為首的少年不服氣嘟囔道:“昨日琴音宗前來游學的師兄還說,只有書呆子才會學符,他們琴音宗作琴曲,向來随心而為……”

“誰說的?”原本發洩完怒火的老掌門霎時又暴怒,“誰說的?!”

謝情走過去,聲音冷淡如冰雪,瞬間冷卻老掌門所有的怒火,“白掌門。”

“小情?”白掌門循聲往來,待瞧見是他,笑眯眯走過來,“你這個大忙人,何時有閑暇來看我這老頭子了?”

說着又忍不住瞪了眼身後擡頭偷看的弟子們,“若這些混賬東西能有當初你半分靈性,我也不至于日日被氣得頭昏腦漲。”

“他們若真如白前輩所言毫無靈性,前輩便不會因他們畫不好避水符而生氣。”謝情道。

白掌門哈哈大笑,撫着胡須:“也就勉強開竅,你來的正好,替老夫看看這些後生,誰能比得上——”

可話到一半,白掌門又戛然而止,嘆了口氣,擺擺手,“罷了罷了,不提他,免得你也不好受。”

謝情擡眼,還是随着老掌門看向那群面容青澀的弟子。

“前輩,符修與劍修一樣,天賦可遇不可求,但天賦抵達不了的境界,人力可以。”

“這話若是旁人來說還有幾分可信,”白掌門白了他一眼,嘆氣道,“你今日來定是有要事,否則哪裏還記得我這麽個老頭子。”

“咱們去裏頭細說。”

宗門大殿裏,季微星站在殿中,白掌門湊上前端詳他眉心泛紅的印記半晌,沒好氣道:“當初我如何與你師父說的?這符文只可用在劍上,你你你……你怎麽又把它用在人身上了?”

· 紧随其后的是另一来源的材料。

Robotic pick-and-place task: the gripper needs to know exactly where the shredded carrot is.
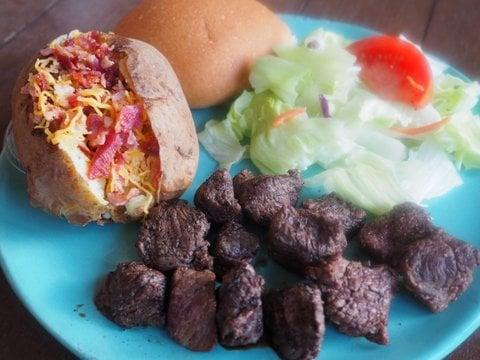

謝情垂眸不語,只是脖子上浮現的蓮花印記無聲回答了白掌門的話。

“哎,你與旁人怎能一樣?”白掌門欲言又止,顧忌着還有第三人在場,沒再說下去。

“這符文一旦印上便不可剔除,長此以往難免受本體影響,人是活物,思緒萬千,不是非黑即白,有些念頭并非邪魔歪道,卻也不算正經,許是就成了旁的顏色。”

白掌門來來回回打量季微星,斟酌半晌,開口:“你這徒弟,多半是有心上人了。”